Lamb attributed the relatively small year-over-year drop in closed sales to strong market demand in December, January and February.
“While total sales for the first quarter looked pretty good, and while April’s closings may not be too bad, going forward closings and total sales are going to lag until after we have started to recover,” he wrote.
The region’s inventory in months, an estimate of the time needed to sell through the remaining inventory on the market, held steady from March to February at 2.1.
Sale prices increased, with the average rising from $417,500 in February to $426,300 in March. The median sale price rose from $386,700 in February to $391,700 in March. The numbers also show a year-over-year gain, with the average price rising 7.4 percent and the median rising 6.7 percent compared with March 2019.
Like closed sales, home prices are a lagging indicator, Lamb wrote, so the shutdown didn’t have much of a visible impact on March’s numbers. Wollam predicted that ongoing low inventory levels will help real estate values stay relatively steady during the pandemic.
The local office of John L. Scott real estate released a monthly report based on its own sales data, with a breakdown of Clark County sales and inventory by price range.
Consistent with recent months, the breakdown showed the largest inventory shortages among homes priced below $500,000 — although unlike in some prior months, the number of new listings did exceed the number of pending sales across all price ranges.
Still, the breakdown estimated only 1.1 months of remaining supply for homes priced below $250,000, half a month for homes priced between $250,000 and $350,000, and one month for homes priced from $350,000 to $500,000.
Ongoing impacts
The COVID-19 situation will have additional unprecedented effects on the real estate market, Lamb wrote, but he added that there are a few consistent features of the Clark County housing market that he expects will continue even during the pandemic.
The market has been characterized by historically low inventory for the past five years, he wrote, and demand has outstripped supply since the end of the Great Recession. Some people may no longer be in a position to buy after the current crisis, he said, but inventory will likely remain low and demand will likely continue to exceed it.

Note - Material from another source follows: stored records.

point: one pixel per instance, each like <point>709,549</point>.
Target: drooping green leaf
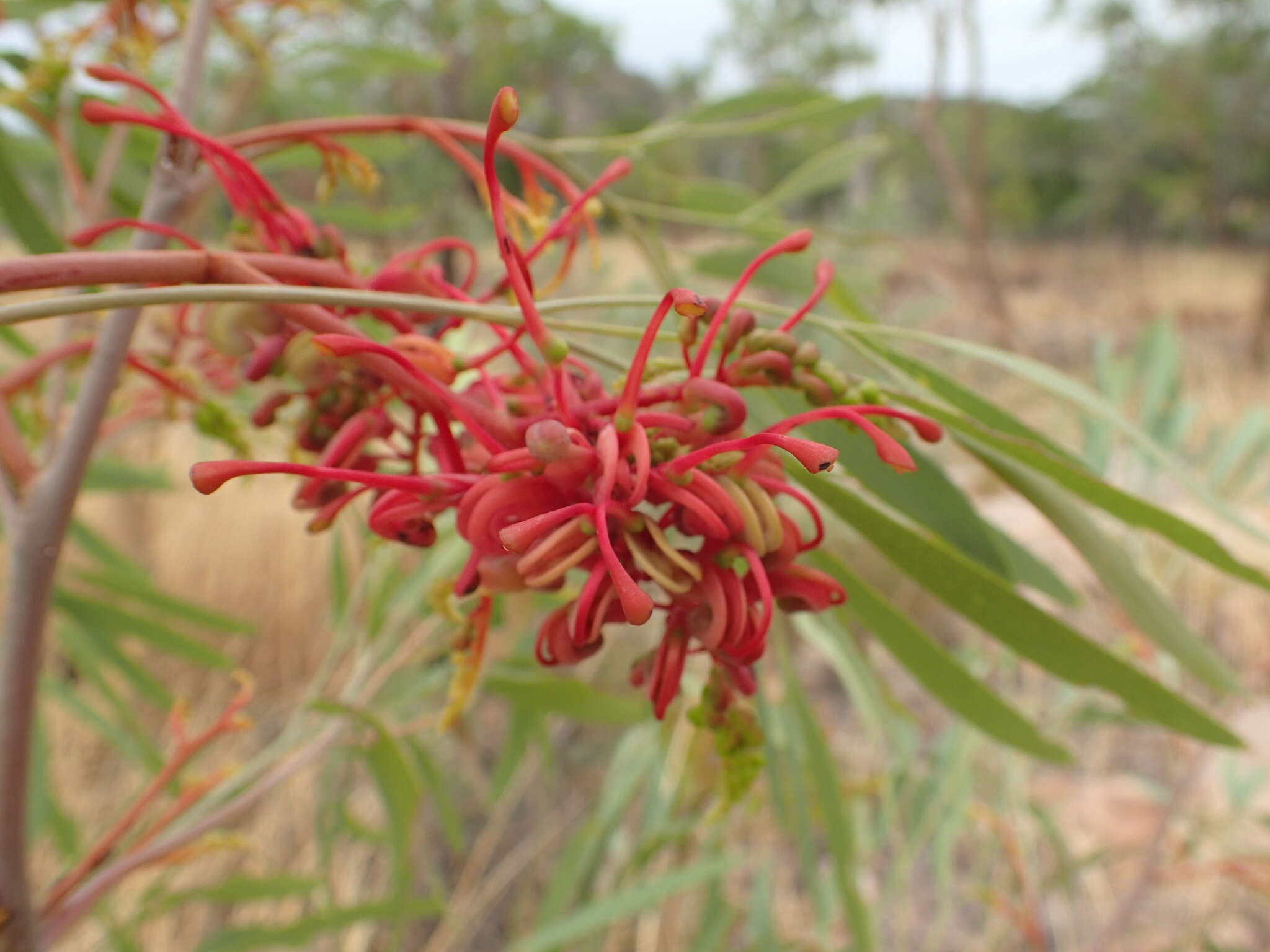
<point>936,669</point>
<point>624,904</point>
<point>755,103</point>
<point>102,551</point>
<point>95,646</point>
<point>1026,569</point>
<point>786,273</point>
<point>997,610</point>
<point>713,196</point>
<point>442,798</point>
<point>47,815</point>
<point>125,736</point>
<point>551,694</point>
<point>962,397</point>
<point>20,215</point>
<point>116,622</point>
<point>244,889</point>
<point>110,474</point>
<point>303,933</point>
<point>1083,398</point>
<point>1116,569</point>
<point>629,770</point>
<point>838,829</point>
<point>130,586</point>
<point>926,495</point>
<point>1126,507</point>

Interest rates have also been at or near record lows in recent years, he wrote, and lenders expect that to continue during the recovery from the pandemic’s economic fallout.
“The question is, how long it will be until the worst is over and the stay at home orders loosen?” he wrote. “The sooner that happens, the quicker the recovery.”
Wollam noted that the governor’s order is going to dampen new listing inventory because it prohibits residential construction except in emergency situations. New construction currently makes up 29 percent of the market’s active listing inventory, Wollam wrote, and that 29 percent is split nearly equally between homes that have been proposed and homes that are at various stages of construction.
“Almost a third of the inventory in SW WA has been put on hold from completion,” he wrote.
Washington’s stay-at-home order was originally scheduled to run for two weeks, but Inslee announced on April 2 that he would extend it. It is currently scheduled to remain in effect through May 4, although Inslee has stated that he may need to extend restrictions further based on how the pandemic is progressing.